Nystrom vs Random Feature Maps

I haven’t seen a truly convincing study comparing Nystrom approximations to Random Feature Map approximations. On the one hand, a NIPS 2012 paper compared the two and argued that because the bases Nystrom approximations use are adaptive to the problem, whereas those used by RFMs are not, Nystrom approximations are more efficient.

This is an indisputable point, but the experiments done in the paper are not convincing: they used the same number of samples in Nystrom approximations as random features in RFMS. Instead, the fair comparison is to allot both methods the same number of FLOPs; since Nystrom methods involve an additional pseudoinversion of a (huge, for a large number of samples) matrix, one can potentially use more random features than sample points for the same number of FLOPs. Also, as always, it is important to choose an appropriate kernel — this paper only considered RBF kernels.

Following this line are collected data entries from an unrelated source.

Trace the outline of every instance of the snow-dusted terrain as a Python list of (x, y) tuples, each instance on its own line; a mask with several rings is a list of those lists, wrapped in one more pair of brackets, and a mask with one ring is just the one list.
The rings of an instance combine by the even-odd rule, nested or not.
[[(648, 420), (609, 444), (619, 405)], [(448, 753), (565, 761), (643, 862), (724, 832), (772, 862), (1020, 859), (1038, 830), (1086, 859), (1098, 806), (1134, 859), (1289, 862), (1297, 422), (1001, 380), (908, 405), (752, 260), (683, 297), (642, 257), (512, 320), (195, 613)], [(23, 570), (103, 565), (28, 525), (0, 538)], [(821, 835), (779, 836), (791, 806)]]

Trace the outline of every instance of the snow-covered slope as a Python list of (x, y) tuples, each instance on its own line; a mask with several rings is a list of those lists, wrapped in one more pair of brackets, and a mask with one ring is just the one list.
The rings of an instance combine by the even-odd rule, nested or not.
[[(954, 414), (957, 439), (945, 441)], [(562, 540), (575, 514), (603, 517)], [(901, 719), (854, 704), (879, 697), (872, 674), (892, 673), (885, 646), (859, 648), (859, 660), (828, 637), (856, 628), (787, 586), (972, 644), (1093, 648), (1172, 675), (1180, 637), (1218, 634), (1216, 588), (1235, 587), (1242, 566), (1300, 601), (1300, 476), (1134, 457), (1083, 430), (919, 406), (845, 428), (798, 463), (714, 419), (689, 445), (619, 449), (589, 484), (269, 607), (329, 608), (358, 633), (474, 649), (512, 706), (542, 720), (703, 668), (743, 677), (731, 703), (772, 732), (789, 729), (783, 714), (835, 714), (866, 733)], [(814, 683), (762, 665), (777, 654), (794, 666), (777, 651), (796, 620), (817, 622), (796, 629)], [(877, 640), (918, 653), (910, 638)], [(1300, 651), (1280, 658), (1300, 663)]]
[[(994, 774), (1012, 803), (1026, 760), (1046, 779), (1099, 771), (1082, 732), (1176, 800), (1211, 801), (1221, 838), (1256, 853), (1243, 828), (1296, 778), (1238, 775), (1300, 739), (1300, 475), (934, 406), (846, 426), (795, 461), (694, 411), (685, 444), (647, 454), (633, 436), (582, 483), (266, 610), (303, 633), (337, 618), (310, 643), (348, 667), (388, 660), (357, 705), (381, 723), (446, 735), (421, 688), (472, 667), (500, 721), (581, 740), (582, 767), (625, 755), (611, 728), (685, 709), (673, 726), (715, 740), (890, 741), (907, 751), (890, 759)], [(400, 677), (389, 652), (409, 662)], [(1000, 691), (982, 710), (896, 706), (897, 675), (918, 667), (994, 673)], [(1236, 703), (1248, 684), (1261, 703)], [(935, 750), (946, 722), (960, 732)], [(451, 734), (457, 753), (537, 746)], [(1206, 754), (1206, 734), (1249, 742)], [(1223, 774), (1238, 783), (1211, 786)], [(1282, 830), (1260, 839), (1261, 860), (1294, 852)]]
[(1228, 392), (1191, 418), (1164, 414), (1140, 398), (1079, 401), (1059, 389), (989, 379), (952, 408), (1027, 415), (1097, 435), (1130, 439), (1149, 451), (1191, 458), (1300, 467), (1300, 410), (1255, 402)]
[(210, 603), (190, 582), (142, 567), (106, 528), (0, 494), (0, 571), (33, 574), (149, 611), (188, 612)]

On the other hand, recently IBM researchers have used large-scale RFM approaches to get state-of-the-art performance on vision and speech tasks. Their results use the simplest of RFM approaches: linear regression on top of a very large number (~400K) random fourier features. The key to their success is a well-engineered ADMM approach to parallelizing the solution of the system. It’s not clear to me that a similar approach couldn’t be used to scale up a Nystrom-based solution and obtain similar results. Also, I’ve not seen anyone implement Wainwright et al.’s divide and conquer approach to kernel regression; theoretically, this could also be used to distribute the cost of a truly large-scale Nystrom implementation.

Personally, I’m of the opinion that a well-engineered Nystrom solution (using uniform sampling, even) should always outperform a well-engineered RFM solution. But, I’m interested in seeing this convincingly demonstrated.